Flurry lifted his head and followed.
The farmer stood with one hand resting on the porch rail, listening to the frogs begin cautiously at the creek now that the rain had settled and the danger passed. Behind him, through the lamplit window, he saw his wife folding a smoke-stained shirt, her movements slower now that urgency had left the day. One child had already fallen asleep at the table and been left there for a minute longer out of parental mercy. Another was tracing the shape of the burned patch on the windowpane fog with a fingertip.
The ordinary life of the house had returned.
Yet not unchanged.
He understood something now about family under strain that the sky had shown him plainly. Not as a lesson he could have put in words, but as a thing felt in the body—the ache in his arms, the sight of his wife’s hands on her knees, his son rising from a stumble. Each of them had found the right place to stand when it mattered, and none of them had done it alone.
The Weatherdragon had borne the largest force.
Evenfall had seen where precision mattered.
Flurry had failed, learned, and returned to the work.
And below them, his own family had done much the same on a human scale.
✦
When he came back inside, his wife looked up from the folded clothes.
“Well?” she asked quietly.
He unbuttoned his damp cuffs. “The worst has passed.”
“I know that,” she said, studying him, “but something else did not.”
He sat down by the stove, feeling the ache in his arms settle into him now that there was time for it. “No.”
She waited.
He looked toward the dark window. “A young one tried to be brave before he was ready.”
Her hands paused over the shirt in her lap.
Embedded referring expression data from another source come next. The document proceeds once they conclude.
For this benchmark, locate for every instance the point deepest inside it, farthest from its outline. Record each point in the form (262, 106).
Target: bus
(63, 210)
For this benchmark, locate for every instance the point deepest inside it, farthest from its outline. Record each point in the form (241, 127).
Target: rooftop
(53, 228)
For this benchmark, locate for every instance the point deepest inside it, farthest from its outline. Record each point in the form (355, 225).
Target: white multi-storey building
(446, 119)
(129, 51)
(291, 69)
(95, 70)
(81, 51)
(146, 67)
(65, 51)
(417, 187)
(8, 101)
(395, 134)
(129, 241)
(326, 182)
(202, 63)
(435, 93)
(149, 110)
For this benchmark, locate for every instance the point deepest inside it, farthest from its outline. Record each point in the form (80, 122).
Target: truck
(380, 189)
She could not see what he had seen, yet she heard enough to answer wisely all the same.
“That can be corrected,” she said. “Better than cowardice can.”
He looked at her.
She shrugged one shoulder with tired gentleness. “Courage that must be taught might be troublesome. But courage that is absent leaves little to work with.”
He let out a slow breath that might almost have been a laugh.
“Yes,” he said. “That is so.”
She rose then, came behind him, and laid one hand briefly on his shoulder. It was not a dramatic comfort. Only the touch of one person who had stood with him through danger and knew the body remembers long after the flames are gone.
Outside, the burned slope cooled as the night deepened. By morning, the town would say that lightning had struck the dry grass, and the rain had come in time. Men would inspect the blackened patch, measure the luck of the ditch, and speak sensibly about how close the barn had come.
Only the farmer would know how much discipline had been required in the sky above it.
Only he had seen the storm dragon hold back a greater force, the violet dragon guide mercy precisely, and the young snow-bright son learn that help given rightly can save what hurry endangers.
And as the house settled around him and the night deepened into quiet, the farmer thought the truest thing was not that fire had come.
It was that when it did, each member of the family had been asked to become more exact in love.